Below, Charles Bukowski writes to the editors of The L.A. Free Press, defending a story he had published in their pages two weeks prior.  The story—”a take-off on an interview with an established female poet in a recent issue of Poetry Now”—had been denounced in a letter by fellow poet Lynne Bronstein, who accused Bukowski of  a deep contempt for female poets. “Could it be,” wrote Bronstein, “that the male is ‘washed-up’ as an artist, that he has no more to say except in his jealousy, to spit on the young idealists and the newly freed voices of women?”


November 15, 1974

Hello editors:

Regarding the Lynne Bronstein letter of Nov. 15 about my story of Nov. one:

1. The story was about pretentiousness in art. The fact that the pretender had female organs had nothing to do with the story in total. That any female made to look unfavorable in a story must be construed as a denunciation of the female as female is just so much guava.

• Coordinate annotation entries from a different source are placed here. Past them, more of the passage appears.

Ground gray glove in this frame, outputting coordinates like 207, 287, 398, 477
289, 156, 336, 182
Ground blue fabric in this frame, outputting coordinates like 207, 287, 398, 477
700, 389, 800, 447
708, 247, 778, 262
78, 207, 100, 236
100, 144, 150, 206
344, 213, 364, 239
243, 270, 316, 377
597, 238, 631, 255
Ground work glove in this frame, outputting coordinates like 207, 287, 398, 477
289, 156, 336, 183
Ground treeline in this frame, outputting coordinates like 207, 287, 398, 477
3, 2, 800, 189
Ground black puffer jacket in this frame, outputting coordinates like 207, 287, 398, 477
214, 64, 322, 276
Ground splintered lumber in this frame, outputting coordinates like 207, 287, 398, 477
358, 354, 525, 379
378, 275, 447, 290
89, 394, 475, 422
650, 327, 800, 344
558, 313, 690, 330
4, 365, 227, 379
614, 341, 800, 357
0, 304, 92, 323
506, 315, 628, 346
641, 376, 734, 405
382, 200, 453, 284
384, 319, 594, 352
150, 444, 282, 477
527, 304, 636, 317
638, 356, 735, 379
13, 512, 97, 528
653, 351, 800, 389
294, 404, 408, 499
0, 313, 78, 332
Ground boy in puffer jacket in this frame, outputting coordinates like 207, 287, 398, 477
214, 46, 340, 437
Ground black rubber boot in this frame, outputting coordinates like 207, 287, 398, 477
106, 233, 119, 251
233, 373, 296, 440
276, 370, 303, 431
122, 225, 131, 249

The right of the creator to depict characters any way he must remains inviolate—whether those characters are female, black, brown, Indian, Chicano, white, male, Communist, homosexual, Republican, peg-legged, Mongolian and/or?

2. The story was a take-off on an interview with an established female poet in a recent issue of Poetry Now. Since I have been interviewed for a future issue of the same journal and for future editions of Creem and Rolling Stone, my detractors will get their chance to see how I hold or fail under similar conditions.

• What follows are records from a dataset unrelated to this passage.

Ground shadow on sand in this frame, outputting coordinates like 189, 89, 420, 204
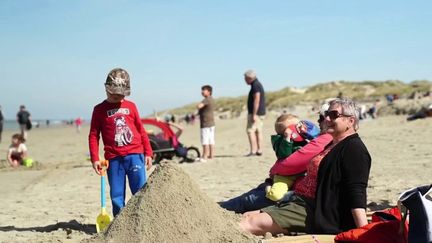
215, 154, 239, 158
0, 219, 96, 235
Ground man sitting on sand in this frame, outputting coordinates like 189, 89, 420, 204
220, 105, 331, 213
240, 99, 371, 235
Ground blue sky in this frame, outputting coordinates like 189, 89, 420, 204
0, 0, 432, 119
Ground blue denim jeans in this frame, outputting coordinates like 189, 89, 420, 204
219, 182, 276, 213
108, 154, 147, 217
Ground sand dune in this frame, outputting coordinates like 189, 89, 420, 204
0, 113, 432, 242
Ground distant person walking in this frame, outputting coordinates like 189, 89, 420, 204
17, 105, 31, 139
75, 117, 83, 133
244, 70, 266, 156
0, 106, 4, 143
197, 85, 215, 162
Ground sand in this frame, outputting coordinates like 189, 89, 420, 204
0, 109, 432, 242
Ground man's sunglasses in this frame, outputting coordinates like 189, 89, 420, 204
320, 110, 351, 121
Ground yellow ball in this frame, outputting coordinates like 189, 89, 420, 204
23, 158, 33, 167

3. When the narrator lets us know that he has Janice Altrice’s legs in mind might infer more that he is bored with the poetry game, and also might infer that he could have a poolhall, dirty joke mind, at times. That the narrator might be attacking himself instead of trying to relegate the lady back to a “sex object” evidently is beyond the belief of some so-called Liberated women. Whether we like it or not, sex and thoughts of sex do occur to many of us (male and female) at odd and unlikely times. I rather like it.

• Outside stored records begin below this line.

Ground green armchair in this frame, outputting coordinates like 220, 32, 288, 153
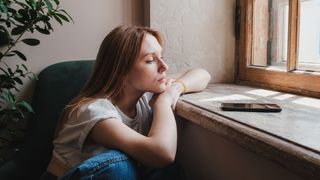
0, 60, 94, 180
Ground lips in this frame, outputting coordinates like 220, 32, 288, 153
158, 77, 167, 83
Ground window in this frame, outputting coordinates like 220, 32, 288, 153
237, 0, 320, 97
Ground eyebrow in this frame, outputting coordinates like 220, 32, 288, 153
141, 52, 161, 58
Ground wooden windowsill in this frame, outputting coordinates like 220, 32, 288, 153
177, 84, 320, 179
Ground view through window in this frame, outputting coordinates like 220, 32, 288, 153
250, 0, 320, 72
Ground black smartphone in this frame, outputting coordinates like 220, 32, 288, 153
221, 103, 281, 112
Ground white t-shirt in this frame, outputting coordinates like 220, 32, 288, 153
53, 93, 152, 167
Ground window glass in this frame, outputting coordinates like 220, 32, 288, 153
298, 0, 320, 71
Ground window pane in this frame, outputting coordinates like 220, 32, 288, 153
251, 0, 289, 69
298, 0, 320, 71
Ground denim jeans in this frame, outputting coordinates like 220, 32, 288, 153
60, 150, 185, 180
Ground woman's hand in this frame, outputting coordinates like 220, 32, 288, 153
149, 79, 182, 111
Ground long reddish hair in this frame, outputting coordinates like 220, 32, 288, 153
56, 26, 163, 133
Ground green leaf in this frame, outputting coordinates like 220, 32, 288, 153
0, 0, 8, 13
18, 9, 30, 22
11, 50, 27, 61
19, 100, 33, 113
29, 9, 37, 19
21, 64, 28, 71
13, 77, 23, 85
56, 13, 69, 22
36, 26, 50, 34
11, 26, 26, 36
60, 9, 74, 23
44, 0, 53, 11
53, 14, 62, 26
45, 22, 53, 31
22, 38, 40, 46
54, 0, 60, 6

 4. That “she is indeed speaking for Bukowski himself, who has expressed a similar contempt for unknown poets who give each other support.” The lady spoke for herself. Her “contempt” was toward poets not academically trained. My dislike is toward all bad poetry and toward all bad poets who write it badly—which is most of them. I have always been disgusted with the falsity and dreariness not only of contemporary poetry but of the poetry of the centuries—and this feeling was with me before I got published, while I was attempting to get published, and it remains with me now even as I pay the rent with poesy. What kept me writing was not that I was so good but that that whole damned gang was so bad—when they had to be compared to the vitality and originality that was occurring in the other art forms. —As to those who must gather together to give each other support, I am one with Ibsen: “the strongest men are the most alone.”

5. “Now that he’s well-known and the only southern California poet published by Black Sparrow Press, he thinks that nobody else is entitled to be a poet—especially women.” My dear lady: you are entitled to be whatever you can be; if you can leap twenty feet straight up into the air or sweep a 9 race card at the Western harness meet, please go ahead and do so.

6. “A lot of us think there’s more to write poetry about than beer drunks, hemorrhoids, and how rotten the world is.” I also think there’s more to write poetry about than that and I do so.

7. “Female artists, on the other hand, try to be optimistic.” The function of the artist is not to create optimism but to create art—which sometimes may be optimistic and sometimes can’t be. The female is bred to be more optimistic than the male because of a function she has not entirely escaped as yet: the bearing of the child. After passing through pregnancy and childbirth, to call life a lie is much more difficult.

8. “Could it be that the male is ‘washed-up’ as an artist, that he has no more to say except in his jealousy, to spit on the young idealists and the newly freed voices of women?” Are these the thought concepts you come up with in you “ego-boosting” sessions? Perhaps you’d better take a night off.

9. “Poetry is an art form. Like all art forms, it is subjective and it does not have sex organs.” I don’t know about your poems, Lynne, but mine have cock and balls, eat chili peppers and walnuts, sing in the bathtub, cuss, fart, scream, stink smell good, hate mosquitoes, ride taxicabs, have nightmares and love affairs, all that.

 10. “…without being negative…” I thought they’d long ago ridden this horse to death; it’s the oldest of the oldest hats. I first heard it around the English departments of L.A. high school in 1937. The inference, when you call somebody “negative,” is that you completely remove them from the sphere because he or she has no basic understanding of life forces and meanings. I wouldn’t be caught using that term while drunk on a bus to Shreveport.

11. I don’t care for Longfellow or McKuen either, although they both possess (possessed) male organs. One of the best writers I knew of was Carson McCullers and she had a female name. If my girlfriend’s dog could write a good poem or a decent novel I’d be the first to congratulate the beast. That’s Liberated.

12. Shit, I ought to get paid for this.